The Kaiser Security Guard strikers picked April 4th as the day of their strike to both honor and draw inspiration from Civil Rights Leader and Labor Activist Dr. Martin Luther King Jr. Forty years before, on April 4, 1968 Dr. King was killed by a sniper at the Lorraine Hotel in Memphis, Tennessee. The night before he was killed, Dr. King addressed striking Memphis sanitation workers. Sanitation workers organized a union and struck for recognition when one of their members was crushed to death in a garbage truck. Their struggle for respect and recognition became a seminal point in the Civil Rights Struggle.
The day was commemorated by a rally for the strikers. Many of the speakers included local clergy, politicians, labor officials and others who pledged solidarity and support for the striking Kaiser security guards. The majority of the strikers are African American, Latino and newly arrived immigrant workers who work for Inter-Con, a private contractor hired by Kaiser to guard Bay Area Kaiser facilities.
In testimony that was as true now as it was forty years ago, an immigrant worker of African descent spoke of the striker’s demands. The right to respect on the job. The right the to have same benefits and protections that all Kaiser workers have.
“I can guard Kaiser, but I can’t get sick, another Kaiser Security Guard striker said. He testified about Kaiser’s refusal to give workers paid time off for sick leave.
They told me no when I wanted time off because I was sick. They said I had to get a Drs. note. But I can’t get a Drs. note because I can’t afford to go to the Dr. “
Doesn’t that seem wrong? Kaiser, one of the biggest health care providers hides behind a cut throat sub-contractor to pay its workers so little that the workers who protect its property and its staff can’t afford to be sick here.
Corporate employers use sub-contactors to provide workers at substandard pay and benefits to both buffer themselves from sub-contractor labor abuses and against demands for unionization. In so doing, Kaiser is using the same pea in the shell game that other major corporations use. Kaiser’s use of sub-contractors like Inter-Con creates the appearance impartiality and non-interference, but the result is the same.
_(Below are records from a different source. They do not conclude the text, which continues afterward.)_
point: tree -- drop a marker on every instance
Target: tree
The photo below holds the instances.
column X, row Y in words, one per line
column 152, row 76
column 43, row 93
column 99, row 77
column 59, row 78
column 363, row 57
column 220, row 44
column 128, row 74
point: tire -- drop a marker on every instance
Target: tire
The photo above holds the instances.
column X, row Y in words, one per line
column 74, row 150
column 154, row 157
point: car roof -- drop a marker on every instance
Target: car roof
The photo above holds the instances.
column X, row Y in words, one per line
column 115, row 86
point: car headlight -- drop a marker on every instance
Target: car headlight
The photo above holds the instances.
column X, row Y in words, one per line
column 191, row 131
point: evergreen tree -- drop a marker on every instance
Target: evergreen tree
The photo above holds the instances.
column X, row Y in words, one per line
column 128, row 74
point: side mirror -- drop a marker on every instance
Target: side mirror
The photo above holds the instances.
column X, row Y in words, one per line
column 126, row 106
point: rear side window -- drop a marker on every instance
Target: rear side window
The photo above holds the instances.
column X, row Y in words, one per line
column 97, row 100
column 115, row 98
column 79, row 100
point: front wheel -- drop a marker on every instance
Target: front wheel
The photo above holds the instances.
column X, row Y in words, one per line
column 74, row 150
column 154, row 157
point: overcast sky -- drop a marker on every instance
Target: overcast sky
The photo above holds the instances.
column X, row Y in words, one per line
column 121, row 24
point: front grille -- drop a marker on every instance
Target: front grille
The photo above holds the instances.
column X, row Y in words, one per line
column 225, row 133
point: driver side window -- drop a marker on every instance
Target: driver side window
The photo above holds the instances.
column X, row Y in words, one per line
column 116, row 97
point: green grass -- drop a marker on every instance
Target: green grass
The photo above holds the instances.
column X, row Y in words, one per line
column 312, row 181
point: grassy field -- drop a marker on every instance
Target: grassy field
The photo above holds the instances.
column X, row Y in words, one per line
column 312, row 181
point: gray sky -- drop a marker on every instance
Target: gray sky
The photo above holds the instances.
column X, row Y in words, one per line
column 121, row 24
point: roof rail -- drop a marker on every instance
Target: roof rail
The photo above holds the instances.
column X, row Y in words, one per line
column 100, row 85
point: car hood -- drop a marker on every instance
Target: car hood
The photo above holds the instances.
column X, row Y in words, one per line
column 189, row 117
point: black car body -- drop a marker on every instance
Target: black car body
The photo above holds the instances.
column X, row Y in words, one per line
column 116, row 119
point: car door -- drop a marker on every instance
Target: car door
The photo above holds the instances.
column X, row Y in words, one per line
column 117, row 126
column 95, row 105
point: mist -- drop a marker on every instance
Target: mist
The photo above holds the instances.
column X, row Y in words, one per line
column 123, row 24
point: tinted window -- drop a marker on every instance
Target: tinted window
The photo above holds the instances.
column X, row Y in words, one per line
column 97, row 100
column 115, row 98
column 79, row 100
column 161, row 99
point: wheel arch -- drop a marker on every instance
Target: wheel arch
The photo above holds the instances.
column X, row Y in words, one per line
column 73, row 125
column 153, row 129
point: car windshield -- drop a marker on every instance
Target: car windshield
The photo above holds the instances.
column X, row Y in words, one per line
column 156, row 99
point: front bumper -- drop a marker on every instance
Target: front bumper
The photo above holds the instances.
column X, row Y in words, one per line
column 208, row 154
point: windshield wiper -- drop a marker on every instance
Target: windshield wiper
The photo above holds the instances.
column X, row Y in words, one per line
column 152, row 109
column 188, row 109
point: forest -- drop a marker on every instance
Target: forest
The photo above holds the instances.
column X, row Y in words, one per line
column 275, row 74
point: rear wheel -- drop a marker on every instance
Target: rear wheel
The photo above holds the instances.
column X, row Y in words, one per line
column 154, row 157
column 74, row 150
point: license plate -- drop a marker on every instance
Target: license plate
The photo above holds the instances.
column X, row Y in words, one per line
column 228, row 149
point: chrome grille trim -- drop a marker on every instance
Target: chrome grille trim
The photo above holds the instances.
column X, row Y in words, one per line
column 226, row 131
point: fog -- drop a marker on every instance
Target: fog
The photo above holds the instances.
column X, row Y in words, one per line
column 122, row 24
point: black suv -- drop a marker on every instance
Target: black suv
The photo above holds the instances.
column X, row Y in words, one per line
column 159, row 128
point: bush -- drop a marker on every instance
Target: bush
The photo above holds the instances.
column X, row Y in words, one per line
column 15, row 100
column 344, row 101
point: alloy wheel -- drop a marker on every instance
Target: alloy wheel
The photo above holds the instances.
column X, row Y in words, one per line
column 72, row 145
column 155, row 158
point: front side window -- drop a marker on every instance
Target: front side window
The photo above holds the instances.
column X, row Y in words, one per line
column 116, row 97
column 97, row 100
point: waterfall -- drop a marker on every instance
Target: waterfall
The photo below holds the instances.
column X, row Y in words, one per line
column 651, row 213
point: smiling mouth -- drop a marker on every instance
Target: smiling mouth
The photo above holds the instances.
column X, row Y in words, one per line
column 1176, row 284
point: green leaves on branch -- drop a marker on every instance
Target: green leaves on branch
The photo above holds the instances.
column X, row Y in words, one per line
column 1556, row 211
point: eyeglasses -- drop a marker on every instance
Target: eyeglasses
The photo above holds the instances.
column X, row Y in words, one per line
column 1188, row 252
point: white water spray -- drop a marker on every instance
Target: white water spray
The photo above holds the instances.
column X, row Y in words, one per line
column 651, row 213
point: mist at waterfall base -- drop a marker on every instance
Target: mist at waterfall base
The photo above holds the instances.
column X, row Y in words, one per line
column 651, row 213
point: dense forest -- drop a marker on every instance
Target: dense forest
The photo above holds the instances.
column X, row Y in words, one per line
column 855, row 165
In a campaign similar to the successful third party target campaigns like the recent Immokalee tomato workers campaign against Taco Bell in the a penny a pound national consumer boycott, Kaiser security guards are in a national campaign to target its parent company, Kaiser. Like Taco Bell, Kaiser has tried to insulate itself from striker demands by trying to characterize the labor dispute as one limited to a dispute between Inter-Con and its mostly minority and immigrant workforce.
Until pressured by national consumer campaigns along with efforts by national advocacy organizations to publicly condemn Taco Bell, Taco Bell was free to hide behind the subcontractors. In this case the target is the venerable Kaiser Health System, an employer that already has a highly unionized workforce.
Kaiser is using tactics similar to those used by some of the most egregious corporate employers like Wal-Mart, but with a twist. Wal-Mart keeps prices low by under paying workers, fighting unionization and dominating manufacturer costs. Wal-Mart is known as much for its labor abuses as it is for its price fixing strategies with subcontractors to cut costs.
In a reverse Wal-Mart, Kaiser benefits from price fixing by sub-contractors.
So instead taking a leading corporate role in providing living wages and health care to its security guards, Kaiser is allowing itself to be dictated to by a third party contractor and in so doing has abdicated its corporate responsibility.
In a statement of unity that showed the strength and solidarity of newly organized immigrant workers, a representative of the Janitor’s local spoke. She pledged that her local would strike if the Security guards went on strike again.
As part of a National Campaign to organize Security Guards using corporate campaign strategies SEIU has organized security guards in Minnesota, Los Angeles, and other cities.